Brent oil futures soared 10.43% to $130.43 by 12:14 AM ET (5:14 AM GMT) after climbing as high as 18% in early, volatile trading. They were further boosted by the potential ban of Russian oil by the U.S. and Europe. WTI futures jumped 9.28% to $126.39.
The euro continued its fall, hitting parity against the Swiss franc, while commodities gained as the Russian invasion of Ukraine continues.
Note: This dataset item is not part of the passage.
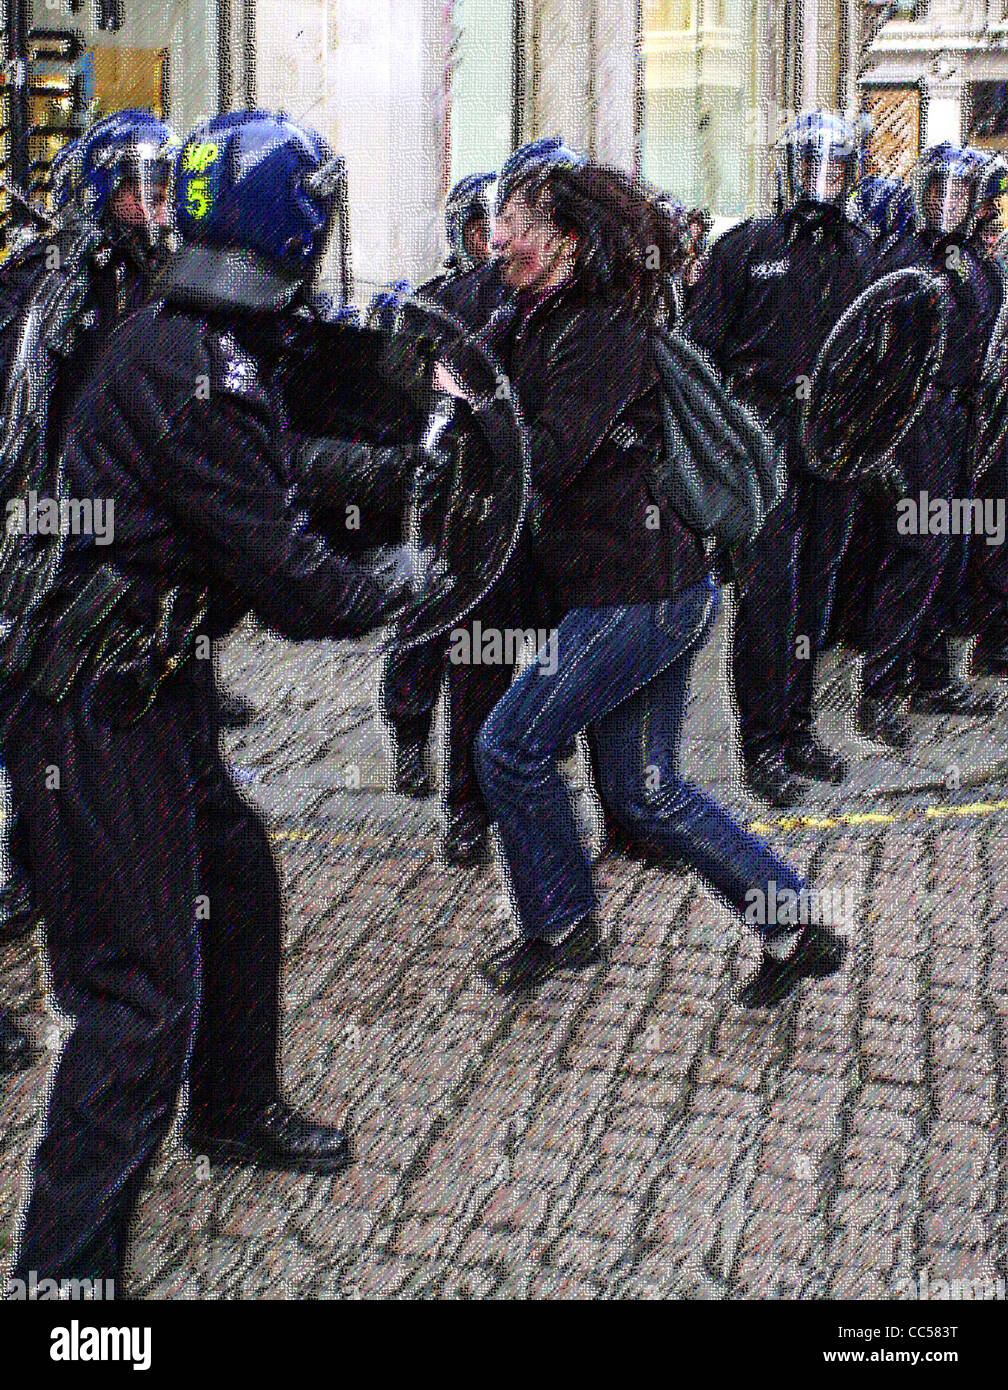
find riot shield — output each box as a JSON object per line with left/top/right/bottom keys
{"left": 801, "top": 267, "right": 951, "bottom": 484}
{"left": 971, "top": 258, "right": 1008, "bottom": 486}
{"left": 275, "top": 295, "right": 530, "bottom": 653}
Asia Pacific shares were also a sea of red on Monday.
"If the West cuts off most of Russia's energy exports it would be a major shock to global markets," BofA chief economist Ethan Harris told Reuters.
The loss of Russia's 5 million barrels could see oil prices double to $200 a barrel and lower economic growth globally, he added.
Oil is not the only commodity to be on the rise, with commodity prices recording their strongest start to any year since 1915, according to BofA. This will only exacerbate global inflation, with investors awaiting the U.S. consumer price index later in the week.
This could also pose a headache for the European Central Bank (ECB) when it hands down its policy decision later in the week.
"Given the potential for stagflation is very real, the ECB is likely to maintain maximum flexibility with its asset purchase program at EUR20 billion through the second quarter and potentially beyond, thus effectively pushing out the timing of interest rate hikes," NAB economist Tapas Strickland told Reuters.
"Higher consumer price index forecasts, though, mean interest rate hikes will be needed on the horizon,” he warned.